# **Wine Recommendations**

**Evan Slack, Dylan Wagman, Ryan Maiman**

Final Report

ME 193: Data Analytics, Spring 2021

Professor Howard Hamilton

### 1. Abstract

With hundreds of thousands of unique wines in existence, it can be daunting to identify which wine a user will enjoy. Wine connoisseurs want to know what type of wine they will like based on their current preferences. Our solution parses over 130,000 wine reviews scraped from WineEnthusiast.com to offer a wine recommendation based on user input. The data is used to determine the most important characteristics and build a model that groups wine by similarities. To accurately create this recommendation system, we applied a Word2Vec algorithm through Amazon SageMaker, a cloud computing and machine learning service. SageMaker was used to establish a model and implement a word embeddings algorithm to the testing data.

### 2. Introduction

**How It Works**

Recomendation systems have become increasingly prevalent in digital services. Therefore, our team felt it would be beneficial to learn the ins and outs of creating these types of systems. A wine reccomendation system fit perfectly with both our professional and personal interests. Thus, this notebook was born.

Our algorithm takes in a user input wine. The user can select a type of wine in the dataset from a drop down menu. From here, the wine descriptors are taken into account by using a word2vec algorithm, explained in more detail under the Model Description section. These descriptors are then compared to the other wine in the dataset and an output of the 

**Related Works**

Recomendation systems are not a new idea, however, many of current systems use a collaborative filtering algorithm. Collaborative filtering works by creating a matrix of users and their preferences. A separate user then inputs their preferences, which is compared to the preferences of the existing users. If a similar preference is found, recommendations are made based on the matching user's other preferences. 

Examples of some recommendation systems that use collaborative filtering in some way are Spotify, Amazon, and Netflix. These systems have millions of users and thousands to millions of items. They can create and update their user preference matrices in real time to provide users with accurate reccomendations. Likely, these companies are using collaborative filtering in conjunction with other algorithms to provide the best suggestions for their users. 

Initially we wanted to pursue this sort of method for our reccomendation systems but after analyzing our dataset, realized that it would not be the most effective due to a lack of significant users. Therefore, the user x preference matrix was too sparse. We instead choose to use word embeddings to find similar wine descriptors. 

Word embeddings can be found in a lot of the technology we interact with on a daily basis. When writing emails or text messages, software will commonly provide next word (autofill) suggestions. These predictions are typically based on a Continuous Bag-of-Words implementation of Word2Vec, a word embeddings algorithm discussed later on in the algorithm section. 

### 3. Data

**Overview**

The dataset consists of 130,000+ reviews from WineEnthusiast.com. It was scraped and able to be downloaded from kaggle.
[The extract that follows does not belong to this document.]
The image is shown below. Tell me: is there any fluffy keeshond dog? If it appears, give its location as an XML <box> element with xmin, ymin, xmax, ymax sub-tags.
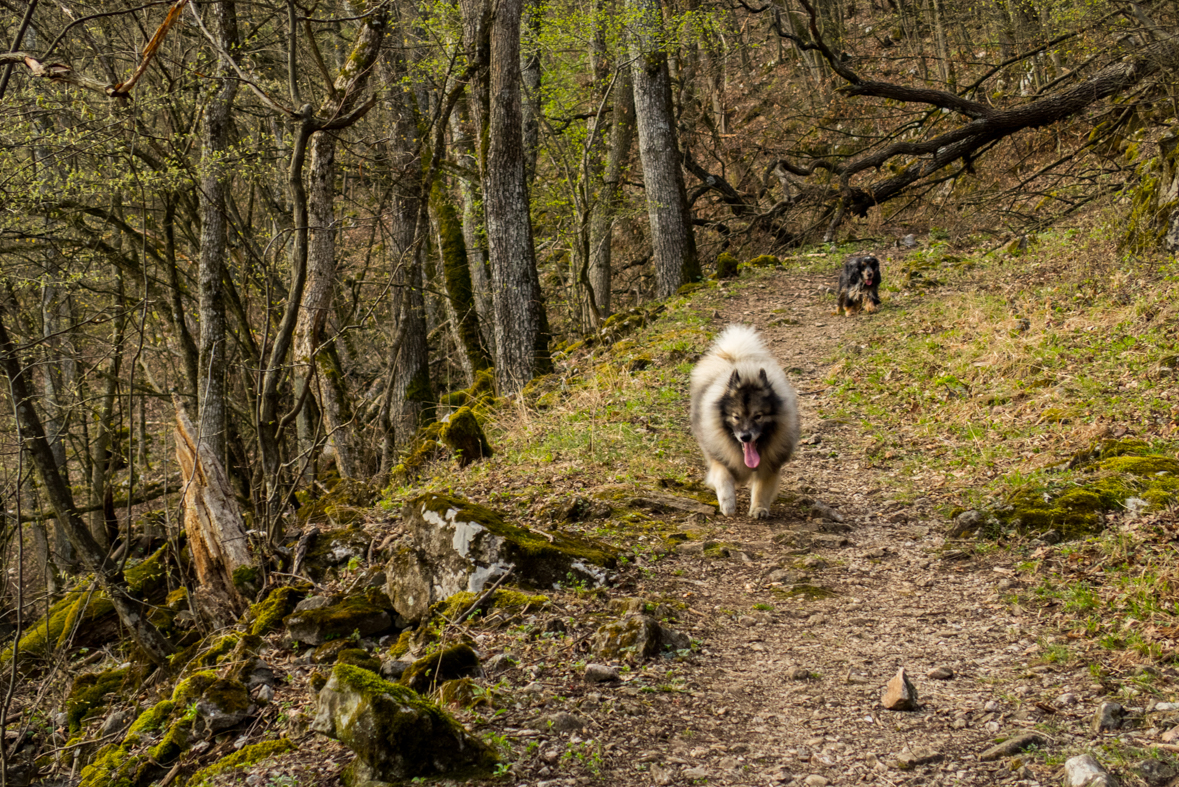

Once downloaded, the data was consolidated, and cleaned. The wine characteristics include descriptions written in prose, prices, wineries, and varieties. An additional wine feature, 'name', was created by combining the winery and wine variety. An example of the dataset and the full list of characteristics can be seen below.

Dataset URL: https://www.kaggle.com/zynicide/wine-reviews

![WineList](Images/WineList.png)

**Preprocessing**

To create our recommendation system, the reviews written in prose had to be standardized. To do this, the following steps were completed:
1. A large text corpus with all of the reviews was created
2. The corpus was tokenized to remove stop words
3. Similar words were grouped together
4. Uninformative descriptors were removed

### 4. Model Description

**Word embeddings** is a natural language processing technique in which words from a body of text are mapped to a vector space in which words with similar meanings are closer together. The problem is that most machine learning techniques are unable to process strings of letters. These algorithms want to recieve numerical inputs instead. Therefore, in order to perform numerical experiments on bodies of text, the words must be converted into a vector space representation. Once in this space, a simple consine distance metric can be used 

There are several methods for mapping words to this numerical space; We chose to work with an unsupervised learning algorithm called **Word2Vec**. This algorithm was created by a machine learning team at Google in 2013 and is capable of capturing semantic relationships between words from a large dataset. There are two distinct types of Word2Vec, Contextual Bag-Of-Words (CBOW) and **Skip-Gram with Negative Sampling** (SGNS). CBOW aims to takes a context input of previous words and tries to predict the following word where SGNS takes an input of one word and tries to predict the context (similar words). As we are trying to take a descriptor from a wine review and predict similar descriptors, we are more concerned with the SGNS architecture.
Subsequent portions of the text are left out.